2018年7月に、分散型予測市場のAugerがメインネットがローンチしました。
Augerは、誰もが未来予測に関するイベントを作成できます。

予測した結果の検証をレポーターと呼ばれるネットワークに参加をする不特定多数の人によって、行います。
トークンを用いてゲーム理論的に、第三者が管理しない予測市場を実現しました。
米国の中間選挙などで賭けが行われていたり、ブックメーカーのような使われ方をしています。
(参照: Nearly $1 Million Betting on Augur that Democrats Will Take the House in Mid-Term Elections )

6. Freelance/bounties platforms (Gitcoin)

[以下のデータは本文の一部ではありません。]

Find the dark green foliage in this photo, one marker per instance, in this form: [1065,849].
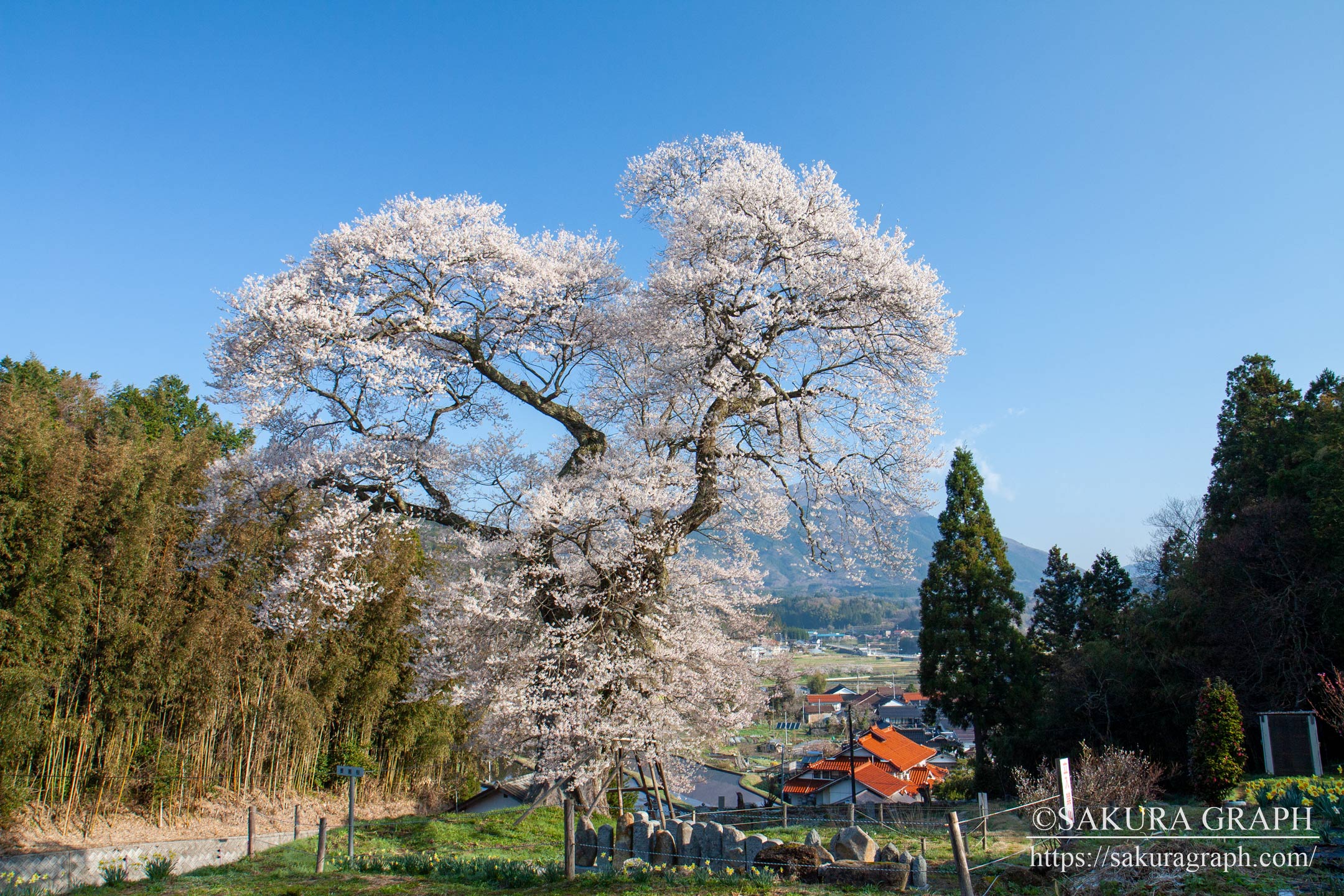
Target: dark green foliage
[1254,438]
[1250,592]
[167,409]
[975,664]
[1054,623]
[128,678]
[1216,755]
[1106,592]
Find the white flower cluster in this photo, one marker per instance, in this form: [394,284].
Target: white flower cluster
[777,365]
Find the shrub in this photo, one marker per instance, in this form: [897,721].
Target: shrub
[113,872]
[12,884]
[1113,777]
[1216,753]
[159,867]
[959,785]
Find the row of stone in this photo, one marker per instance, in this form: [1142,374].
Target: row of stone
[682,842]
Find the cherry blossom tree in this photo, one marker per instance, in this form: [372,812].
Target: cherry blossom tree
[778,363]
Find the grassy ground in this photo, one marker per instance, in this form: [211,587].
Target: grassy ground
[288,871]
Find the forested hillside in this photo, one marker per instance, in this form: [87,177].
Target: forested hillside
[131,672]
[790,571]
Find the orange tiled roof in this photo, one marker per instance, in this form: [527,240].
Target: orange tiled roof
[804,785]
[926,775]
[839,765]
[895,749]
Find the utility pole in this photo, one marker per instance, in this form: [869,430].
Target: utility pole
[854,785]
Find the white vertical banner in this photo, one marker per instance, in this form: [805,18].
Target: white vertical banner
[1066,795]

Gitcoinは、オープンソースのコミュニティで使用できるバウンティのプラットフォームです。
Grow Open Sourceをミッションにして、オープンソースコミュニティが課題を提示し、世界中からコントリビュータを集います。
執筆時点で約$400Kがプラットフォームで使用をされています。
支払いはDAIやETHで、どこからでも為替やトランザクションコストを気にせず、クラウドソージングされています。

(参照:https://gitcoin.co/

7. Payment channels/streaming payments (SpankChain)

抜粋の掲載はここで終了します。